La journée, j'étais seule dans Budapest et profitait de ce que cette superbe ville pouvait me donner. Le Maître me demandait simplement d'être à 17h00 à l'hôtel, avant son retour prévu 30 minutes après. Je devais l'attendre nue et dès que j'entendais la porte s'ouvrir, je devais me précipiter sur le lit, en levrette, les jambes bien écartées. je devais attendre ses ordres, dans cette position et sans rien dire. Je me souviens de cette fois où il est rentré, ma tapoté les fesses et glissé une main sur le sexe en remontant vers mon petit trou.
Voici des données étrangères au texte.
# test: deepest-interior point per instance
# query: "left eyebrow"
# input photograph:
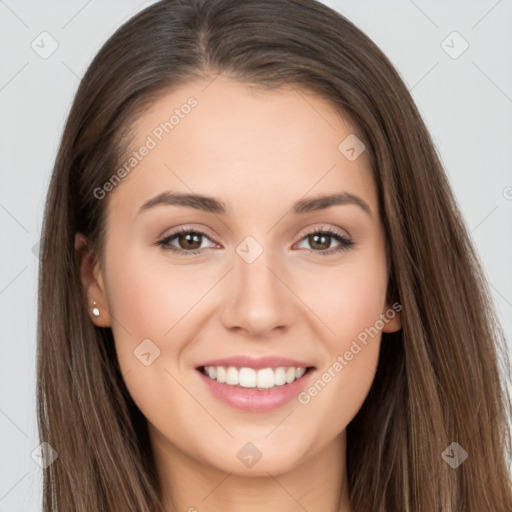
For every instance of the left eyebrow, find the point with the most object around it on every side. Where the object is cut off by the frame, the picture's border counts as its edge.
(213, 205)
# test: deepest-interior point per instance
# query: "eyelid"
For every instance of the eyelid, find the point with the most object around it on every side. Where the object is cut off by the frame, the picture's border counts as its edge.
(345, 242)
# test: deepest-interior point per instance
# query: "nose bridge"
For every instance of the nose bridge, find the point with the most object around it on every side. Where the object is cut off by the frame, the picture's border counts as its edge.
(258, 300)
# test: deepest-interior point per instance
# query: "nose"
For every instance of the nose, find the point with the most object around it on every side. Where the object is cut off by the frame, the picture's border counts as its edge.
(259, 300)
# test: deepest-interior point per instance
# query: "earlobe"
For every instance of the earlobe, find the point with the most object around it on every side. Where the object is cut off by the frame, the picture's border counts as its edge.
(92, 281)
(392, 317)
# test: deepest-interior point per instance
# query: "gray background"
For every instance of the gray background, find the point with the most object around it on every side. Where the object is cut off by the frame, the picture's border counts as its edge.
(466, 103)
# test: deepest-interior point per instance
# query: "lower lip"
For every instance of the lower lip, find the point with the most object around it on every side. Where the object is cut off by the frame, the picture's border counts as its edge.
(255, 400)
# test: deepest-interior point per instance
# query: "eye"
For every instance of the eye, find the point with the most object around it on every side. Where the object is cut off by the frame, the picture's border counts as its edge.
(320, 241)
(189, 242)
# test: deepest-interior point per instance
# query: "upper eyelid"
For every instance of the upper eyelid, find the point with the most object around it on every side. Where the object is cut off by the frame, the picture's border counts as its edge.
(316, 228)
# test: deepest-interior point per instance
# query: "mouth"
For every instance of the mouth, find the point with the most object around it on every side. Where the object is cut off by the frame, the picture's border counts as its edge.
(255, 389)
(253, 378)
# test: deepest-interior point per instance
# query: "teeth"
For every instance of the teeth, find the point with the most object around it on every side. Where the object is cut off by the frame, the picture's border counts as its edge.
(250, 378)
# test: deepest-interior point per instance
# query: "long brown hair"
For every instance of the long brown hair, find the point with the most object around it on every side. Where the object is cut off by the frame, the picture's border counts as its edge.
(438, 379)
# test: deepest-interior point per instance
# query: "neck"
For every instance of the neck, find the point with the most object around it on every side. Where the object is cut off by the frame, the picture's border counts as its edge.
(316, 484)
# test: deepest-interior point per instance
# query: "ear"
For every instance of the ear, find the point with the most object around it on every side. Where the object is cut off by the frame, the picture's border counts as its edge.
(92, 281)
(393, 315)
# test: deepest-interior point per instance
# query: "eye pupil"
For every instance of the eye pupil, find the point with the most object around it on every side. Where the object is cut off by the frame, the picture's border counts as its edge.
(319, 245)
(189, 240)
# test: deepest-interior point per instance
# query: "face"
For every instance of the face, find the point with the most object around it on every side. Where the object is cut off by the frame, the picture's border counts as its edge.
(254, 286)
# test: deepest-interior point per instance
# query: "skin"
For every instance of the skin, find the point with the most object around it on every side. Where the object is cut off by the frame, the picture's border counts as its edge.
(259, 152)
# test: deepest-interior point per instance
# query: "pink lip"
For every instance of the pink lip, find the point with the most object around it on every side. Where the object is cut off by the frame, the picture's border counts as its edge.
(255, 400)
(255, 362)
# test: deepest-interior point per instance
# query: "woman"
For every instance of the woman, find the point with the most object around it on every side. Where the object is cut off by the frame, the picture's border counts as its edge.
(256, 290)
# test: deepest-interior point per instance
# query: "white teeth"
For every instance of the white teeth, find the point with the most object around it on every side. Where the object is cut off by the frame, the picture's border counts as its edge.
(250, 378)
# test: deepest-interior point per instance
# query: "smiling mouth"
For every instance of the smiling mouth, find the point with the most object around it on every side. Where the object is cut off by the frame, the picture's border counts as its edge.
(251, 378)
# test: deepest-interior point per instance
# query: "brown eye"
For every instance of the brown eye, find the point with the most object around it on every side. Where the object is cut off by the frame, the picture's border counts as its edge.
(320, 242)
(184, 242)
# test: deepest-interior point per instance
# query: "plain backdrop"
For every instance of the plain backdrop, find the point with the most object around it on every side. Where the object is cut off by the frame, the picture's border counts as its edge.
(464, 95)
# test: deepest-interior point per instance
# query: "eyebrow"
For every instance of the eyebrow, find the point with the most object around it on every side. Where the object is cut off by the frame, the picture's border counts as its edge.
(216, 206)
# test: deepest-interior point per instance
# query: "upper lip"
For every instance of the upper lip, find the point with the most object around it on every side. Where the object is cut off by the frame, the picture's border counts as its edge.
(247, 361)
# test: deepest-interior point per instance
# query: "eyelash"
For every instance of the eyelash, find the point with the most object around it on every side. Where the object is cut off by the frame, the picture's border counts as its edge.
(345, 243)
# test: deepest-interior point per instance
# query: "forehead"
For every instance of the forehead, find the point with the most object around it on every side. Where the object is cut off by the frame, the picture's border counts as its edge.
(225, 139)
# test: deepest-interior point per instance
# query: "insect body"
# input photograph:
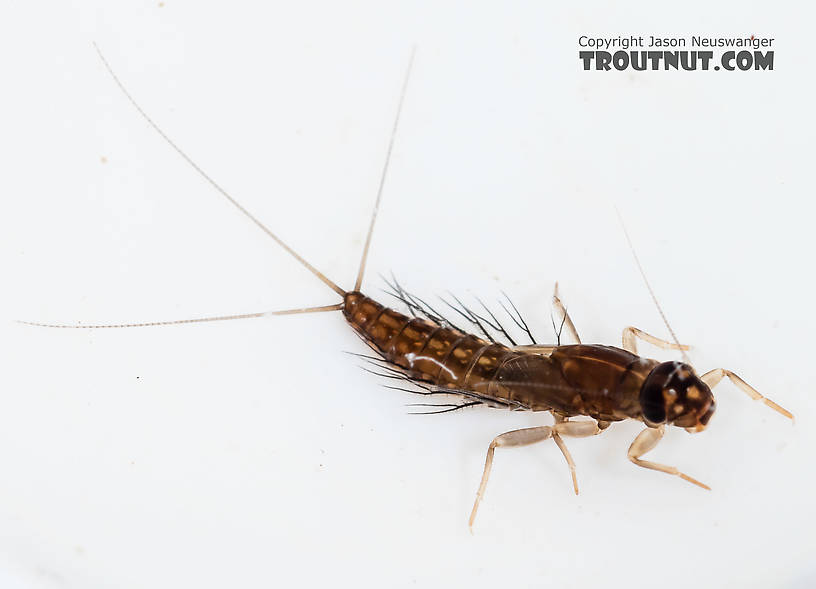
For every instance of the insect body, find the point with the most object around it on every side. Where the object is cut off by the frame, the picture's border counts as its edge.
(604, 383)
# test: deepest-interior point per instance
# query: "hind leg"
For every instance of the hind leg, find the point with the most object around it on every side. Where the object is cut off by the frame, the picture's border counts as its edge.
(525, 437)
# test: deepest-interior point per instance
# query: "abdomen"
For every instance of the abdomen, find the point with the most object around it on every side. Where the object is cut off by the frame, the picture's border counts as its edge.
(426, 351)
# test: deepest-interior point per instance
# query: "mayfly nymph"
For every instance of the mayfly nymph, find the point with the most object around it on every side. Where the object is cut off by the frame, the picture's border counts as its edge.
(423, 348)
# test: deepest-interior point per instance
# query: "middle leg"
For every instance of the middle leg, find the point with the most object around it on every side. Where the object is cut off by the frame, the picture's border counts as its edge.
(525, 437)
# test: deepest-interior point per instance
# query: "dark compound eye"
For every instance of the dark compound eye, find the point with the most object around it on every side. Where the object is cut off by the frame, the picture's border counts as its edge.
(664, 378)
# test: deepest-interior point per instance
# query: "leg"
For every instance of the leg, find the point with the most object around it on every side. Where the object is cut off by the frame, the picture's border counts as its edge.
(713, 377)
(566, 321)
(563, 447)
(648, 439)
(629, 344)
(525, 437)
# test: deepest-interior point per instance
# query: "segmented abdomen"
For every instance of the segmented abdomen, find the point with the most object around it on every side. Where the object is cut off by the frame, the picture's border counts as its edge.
(426, 351)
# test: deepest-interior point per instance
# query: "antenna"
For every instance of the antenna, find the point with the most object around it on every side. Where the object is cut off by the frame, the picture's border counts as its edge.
(649, 286)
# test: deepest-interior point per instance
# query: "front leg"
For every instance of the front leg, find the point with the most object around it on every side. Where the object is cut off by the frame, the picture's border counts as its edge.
(647, 440)
(713, 377)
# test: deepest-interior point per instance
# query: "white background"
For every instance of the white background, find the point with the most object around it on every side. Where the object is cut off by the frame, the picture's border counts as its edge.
(257, 454)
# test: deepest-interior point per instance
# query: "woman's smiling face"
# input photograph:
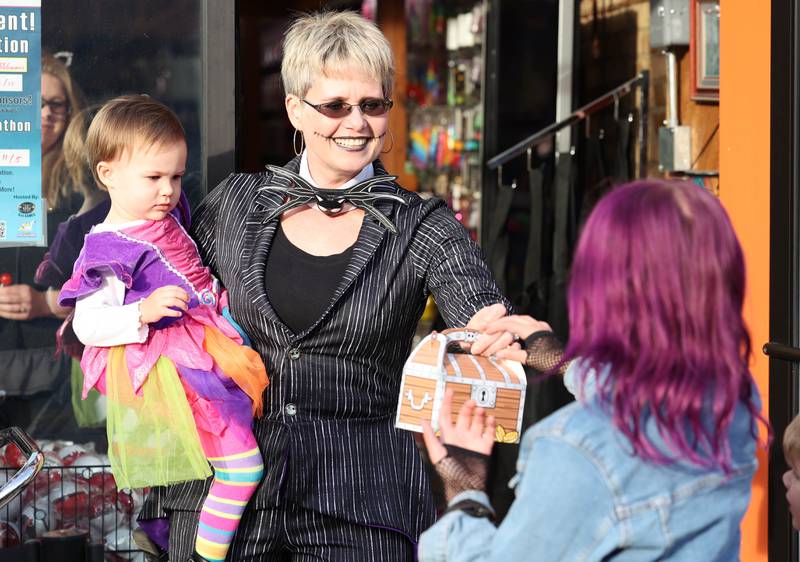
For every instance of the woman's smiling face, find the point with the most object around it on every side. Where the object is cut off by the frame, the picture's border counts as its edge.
(339, 148)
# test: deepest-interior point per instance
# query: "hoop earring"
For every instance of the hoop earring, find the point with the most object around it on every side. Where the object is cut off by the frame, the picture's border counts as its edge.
(294, 142)
(391, 136)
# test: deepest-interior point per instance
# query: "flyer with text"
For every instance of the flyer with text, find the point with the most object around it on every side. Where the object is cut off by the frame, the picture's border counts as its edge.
(23, 213)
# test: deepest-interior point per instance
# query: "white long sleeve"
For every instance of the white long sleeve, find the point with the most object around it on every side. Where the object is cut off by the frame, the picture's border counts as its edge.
(102, 320)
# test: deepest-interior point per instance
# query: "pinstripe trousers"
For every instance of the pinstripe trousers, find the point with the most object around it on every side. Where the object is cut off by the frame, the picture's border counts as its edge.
(296, 534)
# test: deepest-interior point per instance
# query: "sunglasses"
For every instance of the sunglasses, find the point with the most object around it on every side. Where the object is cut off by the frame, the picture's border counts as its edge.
(372, 107)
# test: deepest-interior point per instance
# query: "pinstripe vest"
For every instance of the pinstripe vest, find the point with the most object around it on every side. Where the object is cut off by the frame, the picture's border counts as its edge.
(327, 433)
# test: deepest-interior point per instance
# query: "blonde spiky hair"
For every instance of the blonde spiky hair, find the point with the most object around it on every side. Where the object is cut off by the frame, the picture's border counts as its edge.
(325, 43)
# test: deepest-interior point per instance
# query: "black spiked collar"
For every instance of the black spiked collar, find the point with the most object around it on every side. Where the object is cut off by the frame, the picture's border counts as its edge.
(330, 201)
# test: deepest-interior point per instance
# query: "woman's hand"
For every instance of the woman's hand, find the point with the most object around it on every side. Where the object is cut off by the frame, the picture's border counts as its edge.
(461, 455)
(163, 302)
(487, 344)
(473, 430)
(22, 302)
(510, 330)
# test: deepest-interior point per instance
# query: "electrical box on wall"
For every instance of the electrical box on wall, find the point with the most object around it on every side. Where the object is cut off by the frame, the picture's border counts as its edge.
(669, 23)
(674, 148)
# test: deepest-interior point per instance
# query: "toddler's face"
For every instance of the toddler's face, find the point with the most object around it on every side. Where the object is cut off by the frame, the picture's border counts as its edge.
(791, 479)
(147, 183)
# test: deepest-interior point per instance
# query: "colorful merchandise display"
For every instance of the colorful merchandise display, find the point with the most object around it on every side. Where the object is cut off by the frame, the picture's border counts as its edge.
(445, 102)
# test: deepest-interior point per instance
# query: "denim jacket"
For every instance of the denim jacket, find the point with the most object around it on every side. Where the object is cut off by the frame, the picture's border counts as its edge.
(582, 496)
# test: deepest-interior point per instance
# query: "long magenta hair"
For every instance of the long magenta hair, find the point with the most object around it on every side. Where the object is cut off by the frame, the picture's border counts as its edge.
(656, 294)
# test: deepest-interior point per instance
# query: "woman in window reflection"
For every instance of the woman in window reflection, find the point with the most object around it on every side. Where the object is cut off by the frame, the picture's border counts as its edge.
(330, 292)
(28, 321)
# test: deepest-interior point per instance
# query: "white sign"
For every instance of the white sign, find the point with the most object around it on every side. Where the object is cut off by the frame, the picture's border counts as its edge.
(10, 82)
(15, 157)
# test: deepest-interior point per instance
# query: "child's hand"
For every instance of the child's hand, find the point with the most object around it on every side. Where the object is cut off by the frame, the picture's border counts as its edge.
(163, 302)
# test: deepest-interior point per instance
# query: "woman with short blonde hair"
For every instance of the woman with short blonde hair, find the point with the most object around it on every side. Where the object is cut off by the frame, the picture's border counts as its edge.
(328, 263)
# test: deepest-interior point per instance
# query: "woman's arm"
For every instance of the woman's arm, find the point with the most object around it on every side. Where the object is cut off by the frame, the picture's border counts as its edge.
(454, 269)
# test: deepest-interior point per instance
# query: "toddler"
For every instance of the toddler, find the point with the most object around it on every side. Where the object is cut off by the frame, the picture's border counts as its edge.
(160, 343)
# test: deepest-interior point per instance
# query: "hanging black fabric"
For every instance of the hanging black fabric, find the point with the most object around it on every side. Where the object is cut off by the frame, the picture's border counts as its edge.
(622, 160)
(563, 232)
(534, 293)
(497, 247)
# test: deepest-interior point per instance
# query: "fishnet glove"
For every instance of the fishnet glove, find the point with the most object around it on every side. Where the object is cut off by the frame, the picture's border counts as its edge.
(462, 470)
(544, 352)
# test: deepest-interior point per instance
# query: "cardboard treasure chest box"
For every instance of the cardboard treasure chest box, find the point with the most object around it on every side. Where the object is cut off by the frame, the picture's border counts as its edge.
(439, 363)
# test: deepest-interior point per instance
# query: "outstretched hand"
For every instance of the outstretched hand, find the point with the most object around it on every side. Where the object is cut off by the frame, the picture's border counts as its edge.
(509, 330)
(488, 344)
(473, 430)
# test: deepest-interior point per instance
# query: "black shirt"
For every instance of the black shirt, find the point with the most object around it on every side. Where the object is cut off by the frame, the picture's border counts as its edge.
(299, 285)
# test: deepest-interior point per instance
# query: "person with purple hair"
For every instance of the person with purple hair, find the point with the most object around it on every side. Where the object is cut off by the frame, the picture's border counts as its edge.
(654, 460)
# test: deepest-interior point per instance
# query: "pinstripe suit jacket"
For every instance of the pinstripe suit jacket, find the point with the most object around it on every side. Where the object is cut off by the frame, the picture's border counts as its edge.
(327, 432)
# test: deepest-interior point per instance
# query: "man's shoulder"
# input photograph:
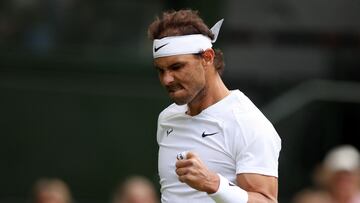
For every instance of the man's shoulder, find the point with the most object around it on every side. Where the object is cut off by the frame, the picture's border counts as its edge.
(172, 110)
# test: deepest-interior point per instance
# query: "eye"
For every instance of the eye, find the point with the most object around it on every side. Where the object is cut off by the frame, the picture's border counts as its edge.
(160, 71)
(176, 66)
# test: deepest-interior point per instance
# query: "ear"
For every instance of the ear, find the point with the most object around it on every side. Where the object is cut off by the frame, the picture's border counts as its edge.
(208, 57)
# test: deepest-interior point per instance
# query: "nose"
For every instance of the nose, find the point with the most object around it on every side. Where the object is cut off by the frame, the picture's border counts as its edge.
(167, 78)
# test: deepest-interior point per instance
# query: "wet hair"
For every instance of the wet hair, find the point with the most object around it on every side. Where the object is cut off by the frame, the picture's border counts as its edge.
(183, 22)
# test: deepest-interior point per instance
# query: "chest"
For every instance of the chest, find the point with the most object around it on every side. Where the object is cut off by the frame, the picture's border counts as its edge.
(207, 138)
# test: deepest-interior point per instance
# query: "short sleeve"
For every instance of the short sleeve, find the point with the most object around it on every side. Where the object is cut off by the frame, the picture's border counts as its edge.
(257, 146)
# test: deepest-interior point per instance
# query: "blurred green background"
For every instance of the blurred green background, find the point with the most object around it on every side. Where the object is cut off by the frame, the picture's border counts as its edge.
(79, 98)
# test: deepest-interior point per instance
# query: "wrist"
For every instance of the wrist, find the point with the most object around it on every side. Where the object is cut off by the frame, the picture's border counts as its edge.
(229, 192)
(214, 183)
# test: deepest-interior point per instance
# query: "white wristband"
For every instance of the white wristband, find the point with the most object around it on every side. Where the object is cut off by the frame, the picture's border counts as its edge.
(229, 193)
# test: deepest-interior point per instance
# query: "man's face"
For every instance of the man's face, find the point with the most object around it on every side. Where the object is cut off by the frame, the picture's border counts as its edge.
(183, 76)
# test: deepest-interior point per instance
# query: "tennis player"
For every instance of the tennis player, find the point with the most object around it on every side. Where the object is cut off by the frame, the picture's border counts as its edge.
(227, 150)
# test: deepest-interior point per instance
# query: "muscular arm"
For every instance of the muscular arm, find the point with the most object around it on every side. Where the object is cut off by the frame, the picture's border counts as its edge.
(260, 188)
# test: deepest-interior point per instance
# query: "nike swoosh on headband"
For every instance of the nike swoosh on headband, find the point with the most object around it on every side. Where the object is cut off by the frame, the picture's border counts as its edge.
(157, 48)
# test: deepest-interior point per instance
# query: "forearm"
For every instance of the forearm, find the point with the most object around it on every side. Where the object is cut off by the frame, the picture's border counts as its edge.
(255, 197)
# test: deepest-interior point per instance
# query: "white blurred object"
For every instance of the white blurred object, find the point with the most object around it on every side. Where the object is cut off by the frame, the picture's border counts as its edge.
(182, 155)
(343, 158)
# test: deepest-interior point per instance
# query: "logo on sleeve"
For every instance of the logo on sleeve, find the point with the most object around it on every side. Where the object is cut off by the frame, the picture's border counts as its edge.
(208, 134)
(169, 131)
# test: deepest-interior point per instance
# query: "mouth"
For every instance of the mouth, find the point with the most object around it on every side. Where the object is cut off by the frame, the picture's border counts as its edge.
(173, 88)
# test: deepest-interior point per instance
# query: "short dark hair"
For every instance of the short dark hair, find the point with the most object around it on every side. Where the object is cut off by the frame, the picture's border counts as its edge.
(183, 22)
Je l'ai entendu ensuite prendre une douche, une longue douche, très longue, où j'attendais toujours dans la même position. Après 15 minutes, il sortit enfin de la salle de bain, me prit les mains et me passa les menottes derrière le dos. Il vint à hauteur de mon visage, me prit par les cheveux et engouffra son sexe en érection dans ma bouche. Cette attente, qu'il avait je suppose voulue, m'avait excitée et je suçais avidemment ce sexe gonflé que j'avais attendu toute ma journée de touriste. Il contrôlait le mouvement en poussant son sexe au fond de ma gorge. Il vint ensuite derrière moi et je l'entendais enfiler un préservatif. Sans ménagement, je sentis le sexe de mon Maître s'enfoncer d'un coup dans le fond de ma chatte. D'une main il me tenait par les menottes et de l'autre, par les cheveux pour m'obliger à bien me cambrer. Il me prenait avec force, j'en criais de plaisir. Il se retira ensuite de la fournaise qu'était devenue ma chatte et je sentis son foutre s'écouler par jets chauds sur mes fesses. "Ne bouge pas !", m'ordonna-t-il. Il repartit dans sa douche, et je restai dans cette position d'esclave avec le sperme de mon Maître que je sentais se liquéfier et dégouliner entre mes fesses. C'est après sa douche que le Maître me libéra les poignets et m'autorisa à me doucher.

J'aimais également nos dîners du soir au restaurant où nous discutions de manière complice. Comme, même là, j'étais Allana, il aimait me donner quelques ordres très excitants que les autres clients ne pouvaient ni entendre ni voir le résultat. J'adorais quand, assise à côté du Maître, les jambes recouvertes par la nappe, il me demandait d'écarter les jambes. Je sentais alors sa main remonter pour toucher mon sexe nu sous la jupe et en évaluer l'humidité. Des moments inoubliables.

Après ces trois jours de voyages, je fus "liberée" et retournai à ma vie après avoir connu l'experience d'une touriste lamda visitant une ville d'Europe et à la fois celle de mon fantasme, d'une esclave sexuelle.